‘Oximeters’ are small medical devices used to measure levels of oxygen in someone’s blood. The oximeter can be clipped over someones finger and uses specific frequences of light beamed through the skin to measure the saturation of oxygen in the blood.
These small and relatively inexpensive devices have played an important role in the COVID-19 pandemic, as oxygen saturation levels are one of the main indicators of whether someone suffering from COVID is in immediate need of medical help or can ride out the illness at home. One of the dangers of COVID is that oxygen levels drop without the patient noticing, so called ‘silent hypoxia’, which can mean that by the time the patient notices and becomes breathless, there is very little time to get help. Oximeters can detect dropping oxygen levels sooner, and make sure people get help in time.

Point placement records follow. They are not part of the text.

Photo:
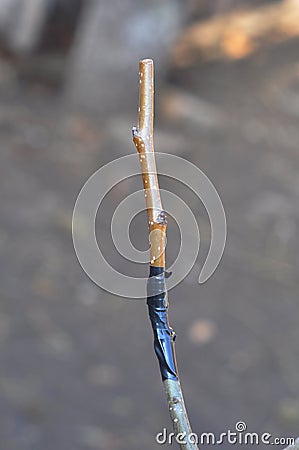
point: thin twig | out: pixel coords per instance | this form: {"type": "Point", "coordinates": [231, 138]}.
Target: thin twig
{"type": "Point", "coordinates": [157, 299]}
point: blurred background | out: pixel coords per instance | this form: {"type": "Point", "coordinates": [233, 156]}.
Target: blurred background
{"type": "Point", "coordinates": [78, 370]}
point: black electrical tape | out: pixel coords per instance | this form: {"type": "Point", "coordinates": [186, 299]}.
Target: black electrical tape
{"type": "Point", "coordinates": [164, 335]}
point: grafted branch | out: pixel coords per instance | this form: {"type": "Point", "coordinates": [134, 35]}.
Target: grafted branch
{"type": "Point", "coordinates": [157, 299]}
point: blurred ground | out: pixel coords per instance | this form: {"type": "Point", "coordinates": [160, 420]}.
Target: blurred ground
{"type": "Point", "coordinates": [77, 365]}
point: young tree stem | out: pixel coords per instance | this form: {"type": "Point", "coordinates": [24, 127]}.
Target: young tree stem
{"type": "Point", "coordinates": [157, 301]}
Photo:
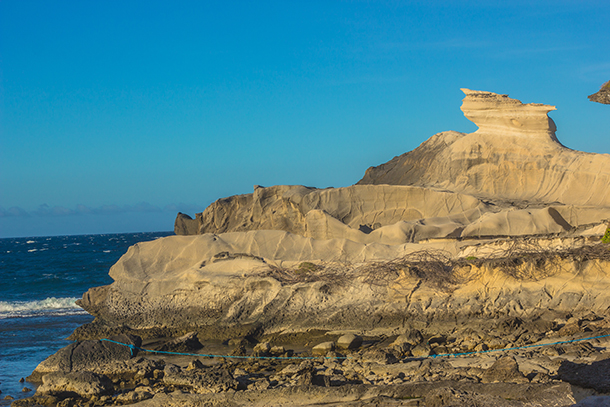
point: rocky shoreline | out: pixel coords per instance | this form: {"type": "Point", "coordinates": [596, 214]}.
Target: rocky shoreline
{"type": "Point", "coordinates": [350, 370]}
{"type": "Point", "coordinates": [471, 271]}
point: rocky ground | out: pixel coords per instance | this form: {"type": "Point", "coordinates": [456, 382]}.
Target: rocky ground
{"type": "Point", "coordinates": [410, 369]}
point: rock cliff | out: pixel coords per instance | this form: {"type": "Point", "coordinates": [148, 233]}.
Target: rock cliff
{"type": "Point", "coordinates": [428, 237]}
{"type": "Point", "coordinates": [514, 156]}
{"type": "Point", "coordinates": [603, 95]}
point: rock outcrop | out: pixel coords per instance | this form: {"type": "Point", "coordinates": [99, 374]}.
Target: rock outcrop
{"type": "Point", "coordinates": [603, 95]}
{"type": "Point", "coordinates": [514, 156]}
{"type": "Point", "coordinates": [293, 258]}
{"type": "Point", "coordinates": [469, 243]}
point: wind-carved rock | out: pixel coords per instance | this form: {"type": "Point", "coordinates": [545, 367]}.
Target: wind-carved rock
{"type": "Point", "coordinates": [603, 95]}
{"type": "Point", "coordinates": [501, 115]}
{"type": "Point", "coordinates": [513, 156]}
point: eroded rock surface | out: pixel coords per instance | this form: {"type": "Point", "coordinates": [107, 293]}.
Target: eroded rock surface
{"type": "Point", "coordinates": [603, 95]}
{"type": "Point", "coordinates": [513, 156]}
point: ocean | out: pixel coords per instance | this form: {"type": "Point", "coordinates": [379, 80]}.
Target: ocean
{"type": "Point", "coordinates": [40, 279]}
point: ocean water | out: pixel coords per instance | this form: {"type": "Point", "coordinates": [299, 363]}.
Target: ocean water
{"type": "Point", "coordinates": [40, 279]}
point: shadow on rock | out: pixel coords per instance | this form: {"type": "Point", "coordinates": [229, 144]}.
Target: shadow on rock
{"type": "Point", "coordinates": [594, 376]}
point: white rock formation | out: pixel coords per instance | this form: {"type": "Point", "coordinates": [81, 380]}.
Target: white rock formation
{"type": "Point", "coordinates": [290, 258]}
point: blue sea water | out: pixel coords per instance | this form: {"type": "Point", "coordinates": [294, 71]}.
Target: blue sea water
{"type": "Point", "coordinates": [40, 279]}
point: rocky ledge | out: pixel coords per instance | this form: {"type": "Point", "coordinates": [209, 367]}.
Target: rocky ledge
{"type": "Point", "coordinates": [603, 95]}
{"type": "Point", "coordinates": [470, 243]}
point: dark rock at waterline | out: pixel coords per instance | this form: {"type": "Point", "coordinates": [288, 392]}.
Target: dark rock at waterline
{"type": "Point", "coordinates": [504, 370]}
{"type": "Point", "coordinates": [185, 343]}
{"type": "Point", "coordinates": [87, 355]}
{"type": "Point", "coordinates": [593, 376]}
{"type": "Point", "coordinates": [80, 384]}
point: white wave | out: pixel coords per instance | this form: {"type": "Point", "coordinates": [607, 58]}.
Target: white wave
{"type": "Point", "coordinates": [52, 305]}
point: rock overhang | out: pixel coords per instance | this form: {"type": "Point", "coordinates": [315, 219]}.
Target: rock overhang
{"type": "Point", "coordinates": [500, 115]}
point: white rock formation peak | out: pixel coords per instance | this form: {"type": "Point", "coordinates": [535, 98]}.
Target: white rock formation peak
{"type": "Point", "coordinates": [501, 115]}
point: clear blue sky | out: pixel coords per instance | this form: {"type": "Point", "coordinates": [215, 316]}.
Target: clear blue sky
{"type": "Point", "coordinates": [114, 115]}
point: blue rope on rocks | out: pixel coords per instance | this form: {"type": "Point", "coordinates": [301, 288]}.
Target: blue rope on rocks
{"type": "Point", "coordinates": [132, 348]}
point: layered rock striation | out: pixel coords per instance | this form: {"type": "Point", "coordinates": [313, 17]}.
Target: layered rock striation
{"type": "Point", "coordinates": [391, 249]}
{"type": "Point", "coordinates": [603, 95]}
{"type": "Point", "coordinates": [513, 156]}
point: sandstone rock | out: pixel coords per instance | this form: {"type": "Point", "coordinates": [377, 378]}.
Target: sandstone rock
{"type": "Point", "coordinates": [202, 381]}
{"type": "Point", "coordinates": [380, 356]}
{"type": "Point", "coordinates": [185, 225]}
{"type": "Point", "coordinates": [513, 138]}
{"type": "Point", "coordinates": [505, 370]}
{"type": "Point", "coordinates": [422, 350]}
{"type": "Point", "coordinates": [81, 384]}
{"type": "Point", "coordinates": [186, 343]}
{"type": "Point", "coordinates": [603, 95]}
{"type": "Point", "coordinates": [262, 348]}
{"type": "Point", "coordinates": [349, 341]}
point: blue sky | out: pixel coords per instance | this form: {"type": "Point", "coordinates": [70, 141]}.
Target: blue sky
{"type": "Point", "coordinates": [115, 115]}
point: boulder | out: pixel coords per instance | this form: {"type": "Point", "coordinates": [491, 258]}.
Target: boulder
{"type": "Point", "coordinates": [505, 370]}
{"type": "Point", "coordinates": [323, 348]}
{"type": "Point", "coordinates": [81, 384]}
{"type": "Point", "coordinates": [349, 341]}
{"type": "Point", "coordinates": [88, 355]}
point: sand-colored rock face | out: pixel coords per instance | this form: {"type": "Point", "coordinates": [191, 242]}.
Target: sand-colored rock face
{"type": "Point", "coordinates": [500, 115]}
{"type": "Point", "coordinates": [292, 258]}
{"type": "Point", "coordinates": [603, 95]}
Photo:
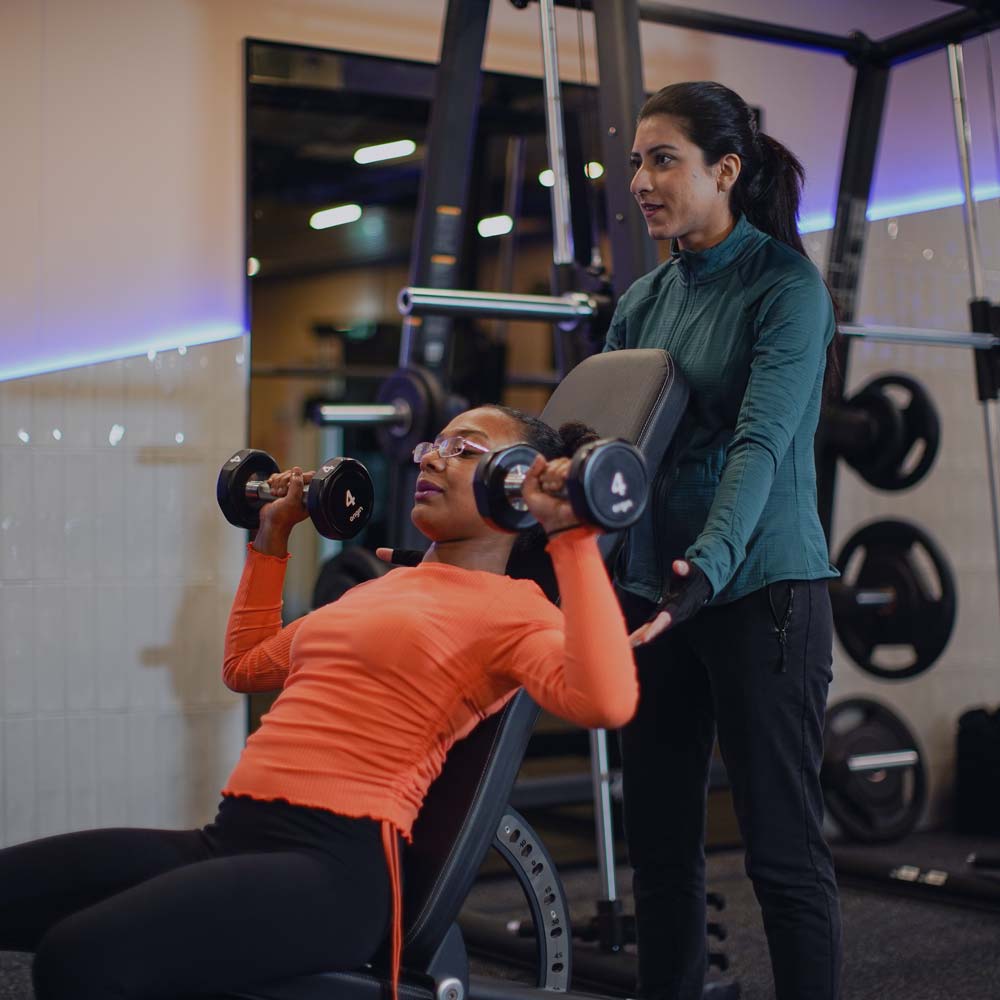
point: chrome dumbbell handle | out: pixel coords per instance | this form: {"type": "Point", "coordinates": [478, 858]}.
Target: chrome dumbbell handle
{"type": "Point", "coordinates": [259, 490]}
{"type": "Point", "coordinates": [514, 482]}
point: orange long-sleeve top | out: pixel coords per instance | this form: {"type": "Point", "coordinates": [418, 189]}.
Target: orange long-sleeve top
{"type": "Point", "coordinates": [378, 685]}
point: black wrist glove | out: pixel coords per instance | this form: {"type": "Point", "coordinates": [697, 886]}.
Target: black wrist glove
{"type": "Point", "coordinates": [686, 596]}
{"type": "Point", "coordinates": [406, 557]}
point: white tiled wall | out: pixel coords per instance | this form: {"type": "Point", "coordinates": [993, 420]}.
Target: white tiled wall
{"type": "Point", "coordinates": [916, 275]}
{"type": "Point", "coordinates": [116, 574]}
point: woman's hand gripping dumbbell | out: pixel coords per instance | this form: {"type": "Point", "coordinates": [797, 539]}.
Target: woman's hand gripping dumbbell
{"type": "Point", "coordinates": [605, 482]}
{"type": "Point", "coordinates": [253, 494]}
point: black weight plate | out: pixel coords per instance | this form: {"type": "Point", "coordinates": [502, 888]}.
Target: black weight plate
{"type": "Point", "coordinates": [883, 447]}
{"type": "Point", "coordinates": [922, 616]}
{"type": "Point", "coordinates": [340, 498]}
{"type": "Point", "coordinates": [871, 806]}
{"type": "Point", "coordinates": [495, 507]}
{"type": "Point", "coordinates": [921, 431]}
{"type": "Point", "coordinates": [608, 484]}
{"type": "Point", "coordinates": [346, 570]}
{"type": "Point", "coordinates": [419, 391]}
{"type": "Point", "coordinates": [230, 489]}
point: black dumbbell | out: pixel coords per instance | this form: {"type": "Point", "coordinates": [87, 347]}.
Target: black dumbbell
{"type": "Point", "coordinates": [607, 485]}
{"type": "Point", "coordinates": [339, 496]}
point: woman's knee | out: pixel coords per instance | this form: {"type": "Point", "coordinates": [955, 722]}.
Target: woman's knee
{"type": "Point", "coordinates": [69, 965]}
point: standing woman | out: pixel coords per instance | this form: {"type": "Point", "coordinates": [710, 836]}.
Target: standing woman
{"type": "Point", "coordinates": [724, 581]}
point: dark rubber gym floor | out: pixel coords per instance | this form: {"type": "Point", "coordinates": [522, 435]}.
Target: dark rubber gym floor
{"type": "Point", "coordinates": [896, 948]}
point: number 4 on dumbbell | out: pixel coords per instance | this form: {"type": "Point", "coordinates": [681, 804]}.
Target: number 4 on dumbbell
{"type": "Point", "coordinates": [607, 485]}
{"type": "Point", "coordinates": [339, 496]}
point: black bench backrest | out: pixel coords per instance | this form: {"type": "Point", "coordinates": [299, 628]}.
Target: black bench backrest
{"type": "Point", "coordinates": [636, 395]}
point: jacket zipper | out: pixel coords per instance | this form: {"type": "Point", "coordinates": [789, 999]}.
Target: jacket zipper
{"type": "Point", "coordinates": [659, 492]}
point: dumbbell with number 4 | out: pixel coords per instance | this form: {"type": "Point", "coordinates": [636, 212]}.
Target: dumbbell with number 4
{"type": "Point", "coordinates": [339, 496]}
{"type": "Point", "coordinates": [607, 485]}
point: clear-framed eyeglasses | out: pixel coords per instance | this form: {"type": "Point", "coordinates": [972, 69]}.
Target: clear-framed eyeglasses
{"type": "Point", "coordinates": [450, 447]}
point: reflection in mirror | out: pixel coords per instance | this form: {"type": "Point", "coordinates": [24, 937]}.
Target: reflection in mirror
{"type": "Point", "coordinates": [336, 143]}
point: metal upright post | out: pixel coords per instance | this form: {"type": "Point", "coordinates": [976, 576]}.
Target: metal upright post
{"type": "Point", "coordinates": [847, 241]}
{"type": "Point", "coordinates": [444, 186]}
{"type": "Point", "coordinates": [441, 219]}
{"type": "Point", "coordinates": [979, 306]}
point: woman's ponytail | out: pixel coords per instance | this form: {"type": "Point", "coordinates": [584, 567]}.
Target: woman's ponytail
{"type": "Point", "coordinates": [770, 196]}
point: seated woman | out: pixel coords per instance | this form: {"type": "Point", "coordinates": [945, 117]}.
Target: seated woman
{"type": "Point", "coordinates": [298, 873]}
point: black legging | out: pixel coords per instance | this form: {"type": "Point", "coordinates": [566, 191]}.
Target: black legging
{"type": "Point", "coordinates": [729, 668]}
{"type": "Point", "coordinates": [266, 891]}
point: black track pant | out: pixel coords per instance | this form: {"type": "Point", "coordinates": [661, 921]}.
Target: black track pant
{"type": "Point", "coordinates": [728, 668]}
{"type": "Point", "coordinates": [265, 892]}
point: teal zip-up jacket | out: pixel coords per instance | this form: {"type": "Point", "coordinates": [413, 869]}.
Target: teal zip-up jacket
{"type": "Point", "coordinates": [748, 322]}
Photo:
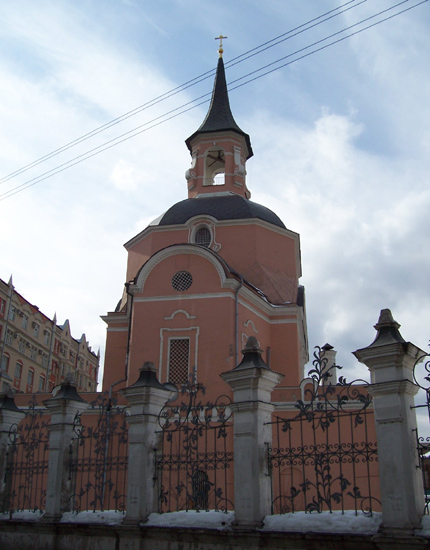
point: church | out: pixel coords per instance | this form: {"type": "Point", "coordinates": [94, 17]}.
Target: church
{"type": "Point", "coordinates": [212, 271]}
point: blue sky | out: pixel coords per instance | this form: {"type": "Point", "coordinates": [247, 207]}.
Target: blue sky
{"type": "Point", "coordinates": [340, 140]}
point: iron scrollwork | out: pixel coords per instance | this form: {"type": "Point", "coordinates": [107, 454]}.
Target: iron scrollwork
{"type": "Point", "coordinates": [27, 462]}
{"type": "Point", "coordinates": [318, 461]}
{"type": "Point", "coordinates": [195, 465]}
{"type": "Point", "coordinates": [99, 457]}
{"type": "Point", "coordinates": [422, 379]}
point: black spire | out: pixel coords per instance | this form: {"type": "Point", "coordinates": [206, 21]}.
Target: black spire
{"type": "Point", "coordinates": [219, 117]}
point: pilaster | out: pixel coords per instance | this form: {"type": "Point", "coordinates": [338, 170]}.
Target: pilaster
{"type": "Point", "coordinates": [146, 398]}
{"type": "Point", "coordinates": [252, 383]}
{"type": "Point", "coordinates": [390, 361]}
{"type": "Point", "coordinates": [62, 408]}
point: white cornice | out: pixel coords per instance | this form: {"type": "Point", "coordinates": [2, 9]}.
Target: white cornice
{"type": "Point", "coordinates": [175, 250]}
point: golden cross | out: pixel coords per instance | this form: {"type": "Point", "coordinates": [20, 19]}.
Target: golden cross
{"type": "Point", "coordinates": [220, 50]}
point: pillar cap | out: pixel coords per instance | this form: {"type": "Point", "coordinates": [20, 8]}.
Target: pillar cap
{"type": "Point", "coordinates": [68, 391]}
{"type": "Point", "coordinates": [252, 356]}
{"type": "Point", "coordinates": [148, 377]}
{"type": "Point", "coordinates": [388, 330]}
{"type": "Point", "coordinates": [7, 401]}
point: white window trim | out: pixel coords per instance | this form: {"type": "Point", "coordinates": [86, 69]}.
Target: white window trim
{"type": "Point", "coordinates": [169, 333]}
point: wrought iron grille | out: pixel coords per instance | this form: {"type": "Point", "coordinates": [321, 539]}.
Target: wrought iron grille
{"type": "Point", "coordinates": [178, 360]}
{"type": "Point", "coordinates": [194, 467]}
{"type": "Point", "coordinates": [422, 379]}
{"type": "Point", "coordinates": [99, 458]}
{"type": "Point", "coordinates": [324, 457]}
{"type": "Point", "coordinates": [182, 280]}
{"type": "Point", "coordinates": [27, 463]}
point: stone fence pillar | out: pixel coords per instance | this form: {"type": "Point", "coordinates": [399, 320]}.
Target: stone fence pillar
{"type": "Point", "coordinates": [391, 360]}
{"type": "Point", "coordinates": [9, 415]}
{"type": "Point", "coordinates": [252, 383]}
{"type": "Point", "coordinates": [63, 408]}
{"type": "Point", "coordinates": [146, 398]}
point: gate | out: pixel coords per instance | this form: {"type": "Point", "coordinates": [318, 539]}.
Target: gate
{"type": "Point", "coordinates": [194, 467]}
{"type": "Point", "coordinates": [99, 457]}
{"type": "Point", "coordinates": [324, 457]}
{"type": "Point", "coordinates": [422, 379]}
{"type": "Point", "coordinates": [27, 462]}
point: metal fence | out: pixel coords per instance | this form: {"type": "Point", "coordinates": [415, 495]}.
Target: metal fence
{"type": "Point", "coordinates": [421, 375]}
{"type": "Point", "coordinates": [324, 452]}
{"type": "Point", "coordinates": [99, 458]}
{"type": "Point", "coordinates": [27, 462]}
{"type": "Point", "coordinates": [194, 467]}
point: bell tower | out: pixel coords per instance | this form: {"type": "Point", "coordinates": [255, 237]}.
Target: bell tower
{"type": "Point", "coordinates": [219, 148]}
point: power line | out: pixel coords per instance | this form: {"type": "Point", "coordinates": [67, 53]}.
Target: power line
{"type": "Point", "coordinates": [186, 107]}
{"type": "Point", "coordinates": [239, 59]}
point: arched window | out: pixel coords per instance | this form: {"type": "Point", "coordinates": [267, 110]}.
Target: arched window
{"type": "Point", "coordinates": [215, 167]}
{"type": "Point", "coordinates": [203, 236]}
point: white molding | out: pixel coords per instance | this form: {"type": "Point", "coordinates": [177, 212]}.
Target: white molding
{"type": "Point", "coordinates": [187, 315]}
{"type": "Point", "coordinates": [250, 322]}
{"type": "Point", "coordinates": [175, 250]}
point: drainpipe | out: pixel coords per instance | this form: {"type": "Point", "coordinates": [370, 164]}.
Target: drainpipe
{"type": "Point", "coordinates": [106, 455]}
{"type": "Point", "coordinates": [51, 351]}
{"type": "Point", "coordinates": [236, 297]}
{"type": "Point", "coordinates": [6, 325]}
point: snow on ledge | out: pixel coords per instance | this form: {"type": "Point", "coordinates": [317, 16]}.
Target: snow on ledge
{"type": "Point", "coordinates": [299, 522]}
{"type": "Point", "coordinates": [326, 522]}
{"type": "Point", "coordinates": [108, 517]}
{"type": "Point", "coordinates": [200, 520]}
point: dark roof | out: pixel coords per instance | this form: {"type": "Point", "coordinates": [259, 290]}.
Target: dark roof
{"type": "Point", "coordinates": [224, 207]}
{"type": "Point", "coordinates": [219, 117]}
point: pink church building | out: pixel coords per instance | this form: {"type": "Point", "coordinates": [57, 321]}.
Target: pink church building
{"type": "Point", "coordinates": [213, 270]}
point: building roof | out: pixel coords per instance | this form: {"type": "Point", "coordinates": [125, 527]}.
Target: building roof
{"type": "Point", "coordinates": [221, 207]}
{"type": "Point", "coordinates": [219, 117]}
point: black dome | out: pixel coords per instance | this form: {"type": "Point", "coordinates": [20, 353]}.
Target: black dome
{"type": "Point", "coordinates": [224, 207]}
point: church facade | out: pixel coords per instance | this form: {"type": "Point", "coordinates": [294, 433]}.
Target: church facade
{"type": "Point", "coordinates": [212, 271]}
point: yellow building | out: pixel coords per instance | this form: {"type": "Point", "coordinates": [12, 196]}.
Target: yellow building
{"type": "Point", "coordinates": [35, 352]}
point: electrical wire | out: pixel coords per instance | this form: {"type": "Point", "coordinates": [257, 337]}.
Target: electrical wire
{"type": "Point", "coordinates": [239, 59]}
{"type": "Point", "coordinates": [186, 107]}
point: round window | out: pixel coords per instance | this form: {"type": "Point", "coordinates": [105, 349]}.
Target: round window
{"type": "Point", "coordinates": [203, 237]}
{"type": "Point", "coordinates": [182, 280]}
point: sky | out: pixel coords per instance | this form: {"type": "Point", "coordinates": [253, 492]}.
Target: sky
{"type": "Point", "coordinates": [340, 137]}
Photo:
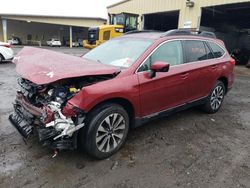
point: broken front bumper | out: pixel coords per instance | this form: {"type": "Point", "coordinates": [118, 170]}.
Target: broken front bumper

The problem, however, is that these devices are developed on white skin and do not work as accurately on darker skin. The light beam that goes through the skin to measure the oxygen saturation is reflected back more in darker skin, which might make the device show higher oxygen levels than are actually present in the blood. This means people with darker skin go to the hospital later than people with white skin, which could be part of the explanation for the higher deathrates among people with darker skin.
What is wrong with these oximeters is the same blind spot that explains automated soap dispensers not working for darker skin: technologies are developed by and only tested on white people. However, in the case of the pandemic this racist technology compounded with other factors of systemic racism to result in higher rates of illness, long term effects and deaths for people of colour (here for Amsterdam, here for the UK and here for the US).